Cette annonce était largement anticipée par les analystes, qui s’attendent à ce que la banque centrale helvétique ne relève pas son taux avant l’automne pour contrer une hausse de l’inflation.
Afin de faire face au ralentissement économique mondial, la BNS avait ramené en mars 2009 son taux proche de zéro. Grâce à une pression inflationniste quasiment inexistante et dans un effort de soutenir l’économie suisse, elle poursuit depuis une politique monétaire expansionniste.

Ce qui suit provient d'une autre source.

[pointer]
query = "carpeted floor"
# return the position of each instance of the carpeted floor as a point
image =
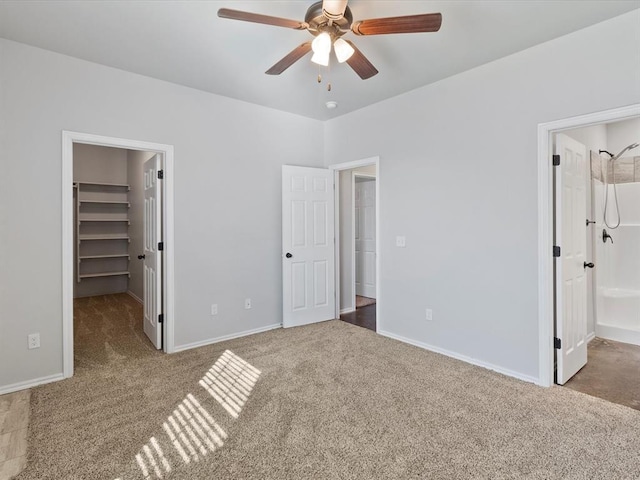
(612, 372)
(326, 401)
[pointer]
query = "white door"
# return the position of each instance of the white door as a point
(152, 276)
(365, 235)
(571, 277)
(308, 290)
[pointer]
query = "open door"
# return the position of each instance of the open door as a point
(308, 264)
(570, 267)
(152, 276)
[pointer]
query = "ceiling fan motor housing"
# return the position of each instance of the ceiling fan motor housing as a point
(319, 23)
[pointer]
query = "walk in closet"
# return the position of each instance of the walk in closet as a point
(108, 200)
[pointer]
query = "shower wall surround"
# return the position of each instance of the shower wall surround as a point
(618, 272)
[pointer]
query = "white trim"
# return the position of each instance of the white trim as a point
(224, 338)
(134, 296)
(545, 227)
(618, 334)
(16, 387)
(457, 356)
(68, 139)
(337, 167)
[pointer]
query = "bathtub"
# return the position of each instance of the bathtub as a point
(619, 315)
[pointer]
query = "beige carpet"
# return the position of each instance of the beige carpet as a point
(327, 401)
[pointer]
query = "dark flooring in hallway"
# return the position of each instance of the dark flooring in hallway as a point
(612, 373)
(362, 317)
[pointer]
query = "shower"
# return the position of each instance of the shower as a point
(615, 192)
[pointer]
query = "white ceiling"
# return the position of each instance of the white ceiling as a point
(184, 42)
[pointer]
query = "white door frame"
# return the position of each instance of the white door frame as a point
(354, 176)
(166, 151)
(337, 168)
(545, 226)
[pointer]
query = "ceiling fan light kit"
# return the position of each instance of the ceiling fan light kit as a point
(328, 21)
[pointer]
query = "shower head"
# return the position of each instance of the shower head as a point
(626, 149)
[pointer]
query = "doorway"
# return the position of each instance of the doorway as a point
(101, 198)
(357, 204)
(558, 304)
(311, 250)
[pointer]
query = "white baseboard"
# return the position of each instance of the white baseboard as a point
(209, 341)
(464, 358)
(624, 335)
(15, 387)
(135, 297)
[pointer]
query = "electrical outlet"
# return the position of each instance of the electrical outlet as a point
(33, 341)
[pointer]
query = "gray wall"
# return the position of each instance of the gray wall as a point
(228, 157)
(135, 166)
(93, 163)
(458, 178)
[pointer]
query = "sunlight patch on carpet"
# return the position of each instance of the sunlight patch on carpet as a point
(190, 431)
(230, 381)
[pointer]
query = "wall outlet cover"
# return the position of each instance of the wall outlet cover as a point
(33, 341)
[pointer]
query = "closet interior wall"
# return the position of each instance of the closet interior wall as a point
(109, 199)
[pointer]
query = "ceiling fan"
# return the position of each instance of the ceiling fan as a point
(328, 21)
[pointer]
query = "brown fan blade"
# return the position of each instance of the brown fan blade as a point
(360, 64)
(428, 22)
(291, 58)
(257, 18)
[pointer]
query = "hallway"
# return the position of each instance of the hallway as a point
(612, 373)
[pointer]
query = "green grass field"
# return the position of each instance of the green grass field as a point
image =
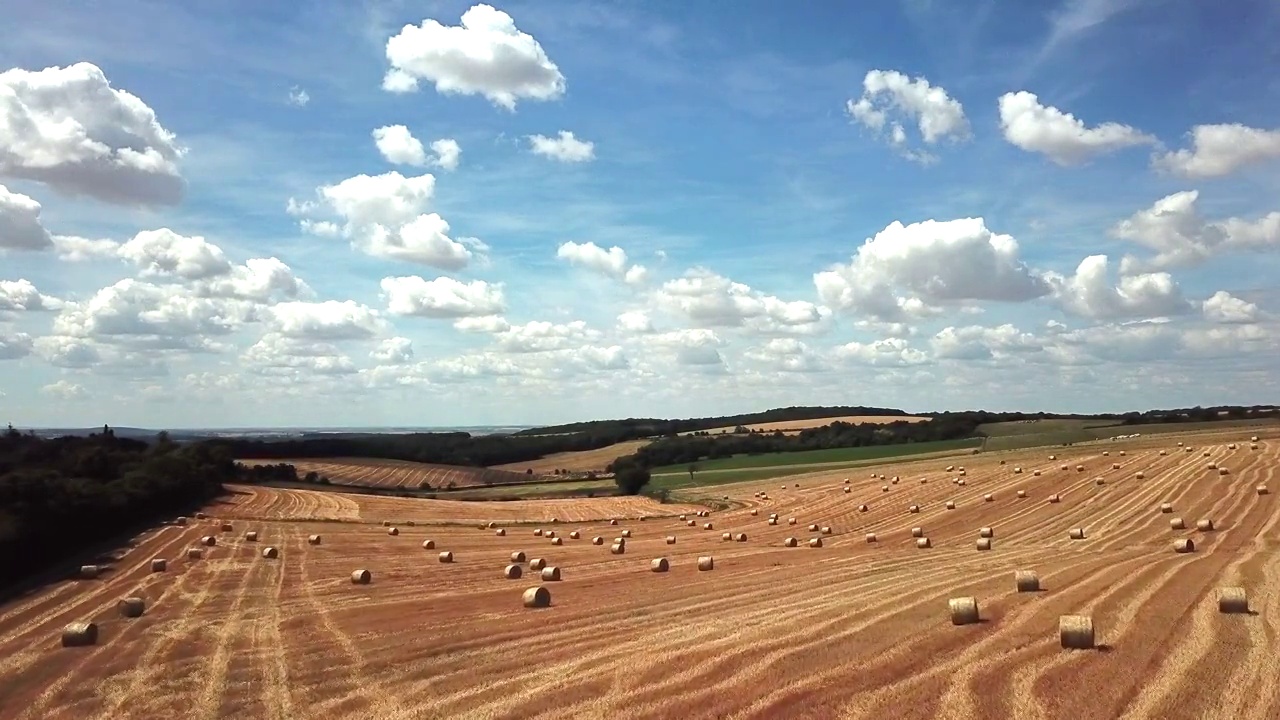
(818, 456)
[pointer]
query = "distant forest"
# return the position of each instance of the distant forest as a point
(464, 449)
(58, 496)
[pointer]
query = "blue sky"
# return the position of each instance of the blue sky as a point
(810, 205)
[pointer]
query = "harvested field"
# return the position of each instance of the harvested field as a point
(849, 629)
(794, 427)
(379, 473)
(581, 461)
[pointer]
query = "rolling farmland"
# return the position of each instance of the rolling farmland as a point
(848, 629)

La BNS a également réitéré sa volonté de défendre une appréciation trop importante du franc suisse, principalement face à l’euro, afin de soutenir ses exportateurs.

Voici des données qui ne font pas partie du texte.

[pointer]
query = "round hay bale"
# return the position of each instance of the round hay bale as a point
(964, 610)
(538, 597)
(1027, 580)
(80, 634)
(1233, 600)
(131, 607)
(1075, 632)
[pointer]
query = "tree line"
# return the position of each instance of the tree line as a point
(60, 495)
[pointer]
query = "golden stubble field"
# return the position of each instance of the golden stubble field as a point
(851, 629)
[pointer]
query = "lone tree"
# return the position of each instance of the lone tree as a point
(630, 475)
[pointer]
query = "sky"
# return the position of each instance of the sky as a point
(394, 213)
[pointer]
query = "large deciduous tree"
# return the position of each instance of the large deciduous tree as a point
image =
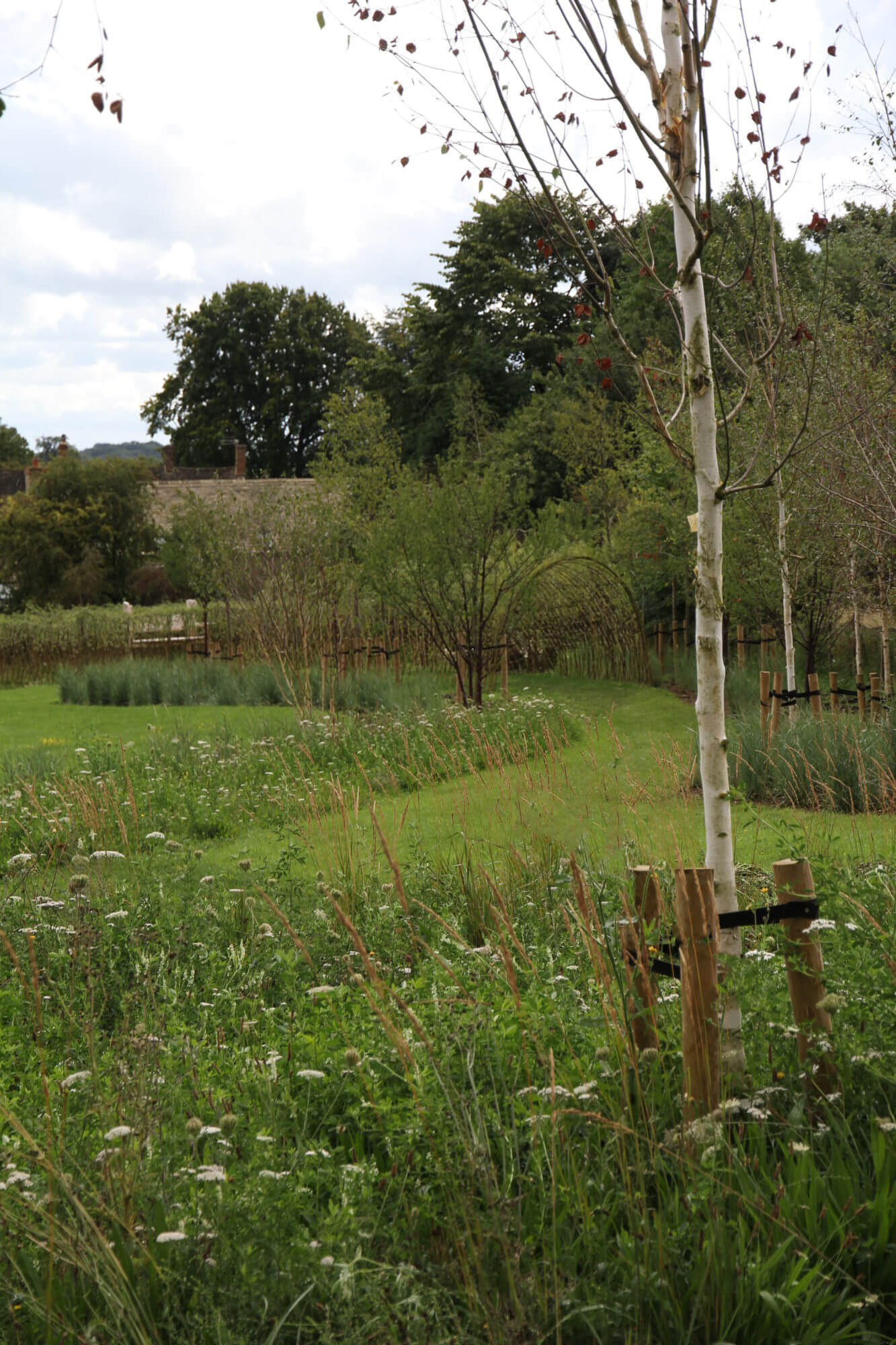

Elle a par contre revu à la hausse ses perspectives de croissance économique et d’inflation. La banque centrale helvétique table désormais cette année sur une hausse du Produit intérieur brut (PIB) d’environ 1,5%, contre 0,5% à 1% précédemment.

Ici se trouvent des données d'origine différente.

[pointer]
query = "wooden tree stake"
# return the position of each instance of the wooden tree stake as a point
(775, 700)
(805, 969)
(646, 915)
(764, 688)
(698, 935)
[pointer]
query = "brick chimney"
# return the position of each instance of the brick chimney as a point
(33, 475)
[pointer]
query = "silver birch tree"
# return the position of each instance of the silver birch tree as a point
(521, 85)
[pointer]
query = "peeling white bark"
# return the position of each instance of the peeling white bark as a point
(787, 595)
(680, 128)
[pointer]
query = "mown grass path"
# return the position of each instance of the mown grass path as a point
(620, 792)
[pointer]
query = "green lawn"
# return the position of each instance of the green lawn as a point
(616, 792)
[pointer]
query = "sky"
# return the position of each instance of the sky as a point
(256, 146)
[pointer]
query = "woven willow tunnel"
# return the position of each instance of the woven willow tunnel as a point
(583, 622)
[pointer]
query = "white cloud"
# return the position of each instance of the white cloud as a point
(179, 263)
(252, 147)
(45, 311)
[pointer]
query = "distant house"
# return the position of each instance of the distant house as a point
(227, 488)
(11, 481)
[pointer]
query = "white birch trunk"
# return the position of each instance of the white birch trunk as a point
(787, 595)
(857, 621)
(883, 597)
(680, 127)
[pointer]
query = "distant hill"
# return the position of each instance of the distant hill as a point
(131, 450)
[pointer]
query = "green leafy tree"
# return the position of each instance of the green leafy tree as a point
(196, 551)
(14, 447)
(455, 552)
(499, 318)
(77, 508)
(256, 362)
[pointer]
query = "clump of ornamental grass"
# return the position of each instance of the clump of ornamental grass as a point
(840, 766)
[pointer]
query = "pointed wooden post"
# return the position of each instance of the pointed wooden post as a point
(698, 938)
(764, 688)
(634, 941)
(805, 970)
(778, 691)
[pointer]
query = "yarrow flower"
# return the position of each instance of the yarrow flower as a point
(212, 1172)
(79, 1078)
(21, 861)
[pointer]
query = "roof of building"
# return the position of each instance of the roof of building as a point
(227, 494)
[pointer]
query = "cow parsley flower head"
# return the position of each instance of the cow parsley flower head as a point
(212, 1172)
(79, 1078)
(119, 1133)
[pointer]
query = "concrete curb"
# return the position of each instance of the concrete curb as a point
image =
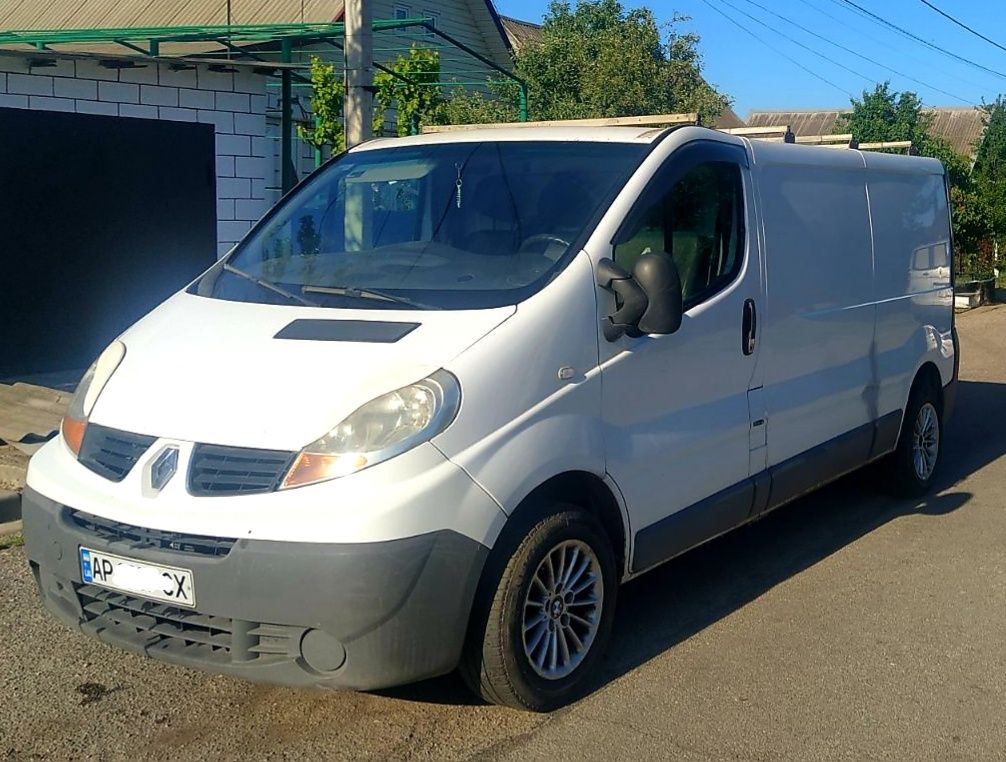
(10, 506)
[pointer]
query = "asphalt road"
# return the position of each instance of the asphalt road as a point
(844, 626)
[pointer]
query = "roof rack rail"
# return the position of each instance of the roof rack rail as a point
(842, 140)
(656, 120)
(770, 133)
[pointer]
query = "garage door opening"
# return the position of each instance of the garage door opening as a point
(101, 218)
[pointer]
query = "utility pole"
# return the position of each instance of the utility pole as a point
(359, 71)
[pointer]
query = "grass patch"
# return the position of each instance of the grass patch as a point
(11, 541)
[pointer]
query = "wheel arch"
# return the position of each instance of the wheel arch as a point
(584, 490)
(928, 372)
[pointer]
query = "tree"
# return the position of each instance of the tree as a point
(326, 104)
(990, 166)
(885, 115)
(412, 91)
(600, 59)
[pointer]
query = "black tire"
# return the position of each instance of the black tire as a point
(494, 663)
(901, 477)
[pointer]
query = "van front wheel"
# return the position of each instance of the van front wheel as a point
(544, 615)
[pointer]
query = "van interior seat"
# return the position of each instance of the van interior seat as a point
(693, 255)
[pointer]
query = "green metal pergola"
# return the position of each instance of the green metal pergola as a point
(280, 51)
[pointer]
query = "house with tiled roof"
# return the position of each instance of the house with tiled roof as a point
(961, 127)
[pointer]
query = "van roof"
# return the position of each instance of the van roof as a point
(565, 134)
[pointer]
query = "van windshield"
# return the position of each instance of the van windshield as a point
(450, 225)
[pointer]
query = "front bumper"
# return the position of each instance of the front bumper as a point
(360, 616)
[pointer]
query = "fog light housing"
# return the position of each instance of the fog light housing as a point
(322, 652)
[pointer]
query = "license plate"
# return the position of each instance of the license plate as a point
(162, 583)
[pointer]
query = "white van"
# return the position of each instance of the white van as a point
(456, 388)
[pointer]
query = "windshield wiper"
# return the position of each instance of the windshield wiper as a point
(362, 293)
(269, 286)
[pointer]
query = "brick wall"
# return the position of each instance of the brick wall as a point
(233, 103)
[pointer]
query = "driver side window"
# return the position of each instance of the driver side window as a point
(699, 221)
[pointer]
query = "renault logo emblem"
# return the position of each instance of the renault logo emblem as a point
(163, 467)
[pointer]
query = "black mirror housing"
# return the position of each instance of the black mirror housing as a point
(648, 301)
(658, 276)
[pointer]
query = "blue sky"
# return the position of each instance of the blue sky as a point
(759, 77)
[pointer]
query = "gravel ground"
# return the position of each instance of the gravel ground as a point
(13, 464)
(844, 626)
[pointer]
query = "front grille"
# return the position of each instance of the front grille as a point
(143, 538)
(157, 627)
(112, 453)
(216, 470)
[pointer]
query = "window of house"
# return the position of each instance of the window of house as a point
(699, 221)
(401, 12)
(434, 17)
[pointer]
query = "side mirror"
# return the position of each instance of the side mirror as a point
(658, 276)
(648, 301)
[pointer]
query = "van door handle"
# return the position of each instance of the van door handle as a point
(749, 328)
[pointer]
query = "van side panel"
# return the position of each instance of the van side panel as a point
(819, 316)
(912, 260)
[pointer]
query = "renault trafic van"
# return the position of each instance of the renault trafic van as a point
(456, 388)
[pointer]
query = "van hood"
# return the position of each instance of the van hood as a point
(209, 370)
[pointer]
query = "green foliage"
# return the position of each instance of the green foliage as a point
(600, 59)
(990, 167)
(884, 115)
(11, 541)
(326, 103)
(414, 93)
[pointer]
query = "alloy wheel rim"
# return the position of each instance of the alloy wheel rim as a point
(562, 609)
(926, 441)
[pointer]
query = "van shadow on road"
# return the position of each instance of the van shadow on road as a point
(701, 587)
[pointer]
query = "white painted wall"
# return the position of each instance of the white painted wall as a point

Le renchérissement des prix devrait désormais atteindre 0,7% en 2010 (contre 0,5%) et 0,9% en 2011, mais toujours bien en dessous de la limite des 2% fixée par l’institut d’émission helvétique pour garantir la stabilité des prix.
L’institut d’émission a gardé la marge de fluctuation de son taux directeur de référence, le Libor à trois mois, inchangée entre 0% à 0,75%, tout en visant une moyenne à 0,25%, a-t-il précisé lors d’une conférence de presse téléphonique.